I think we need to separate the data. You know, in NIPU, you know, we already have data supporting, as mentioned, the continued development. You know, it's more of a strategic decision at the moment in terms of financing of that. So additional data from NIPU is, you know, is just going to potentially complement that. But let's not forget that you know, these are patients in second line that are seriously sick and die very fast. So, you know, we need to take that in consideration, but the data is already positive, supporting further development. FOCUS is a different story. You know, we don't know the data. We don't have the data.
But if the data in FOCUS is positive, basically, we triggers a renunciation of a lot of the pivot activities that were planned to be done, you know, with a positive INITIUM study. You know, discussion with the authorities, talking with partners, and discussing the next development phase. If FOCUS is also negative, you know, we, the company, and I think that was mentioned, you know, that and supported by the major owners and the board. You know, we still think that, you know, it makes sense to wait for the DOVACC data, and the company is prepared to do that, even if the FOCUS data is negative. So this is really we see, we see that this is not unusual.
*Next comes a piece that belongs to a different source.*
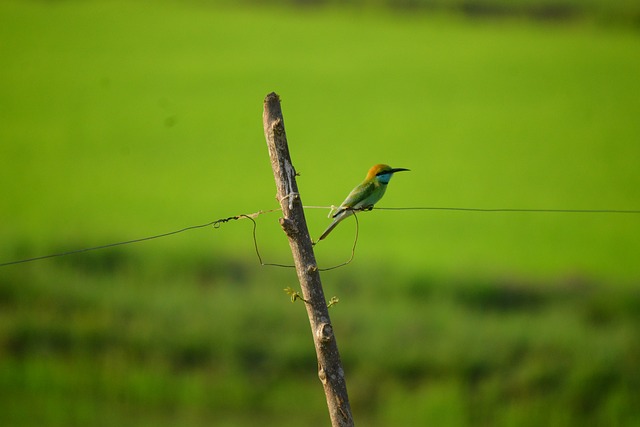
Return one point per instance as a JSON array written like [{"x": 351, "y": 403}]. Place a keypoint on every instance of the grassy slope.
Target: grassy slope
[{"x": 122, "y": 120}]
You know, Jens could probably talk about this, but, you know, there are major companies that, for instance, the first seven studies were negative, and the only the eighth study was positive. So of course, we don't have the luxury of it being a big pharma, but, but there is all rationale and history in terms of development of immunotherapies that make sense that, you know, to, to also wait for the DOVACC results. Again, a totally different, totally different indication, a total different combination, so it's, for what, hopefully we were able to, to really, talk, during this webcast.
There is a rationale to wait for these different data because these diseases are totally different, and they are treated differently, and the efficacies are expected efficacies of the current treatment are also very different from one to the other.
Thank you, Carlos, and then we receive one last question here that is a financial follow-up on what you just discussed. Does the new runway outlook change timing or potential issue on new shares?
Well, you know, what we can communicate is that we have an extended runway. You know, any capital raise and financial decision will have to be discussed by the board, and assessed at that time. You know, we have no comments at the moment. You know, all the work was done to really with the current cash situation in the company to extend the runway across both FOCUS and DOVACC trial.
Okay. Thank you, Carlos and Jens. That was all the questions.
Okay. Thanks, Jens, thanks, Hans, and thank you, everybody, for listening to us and for all the questions that you asked. You know, we will give you further updates, the next one with the quarterly report. Thank you, and have a great day!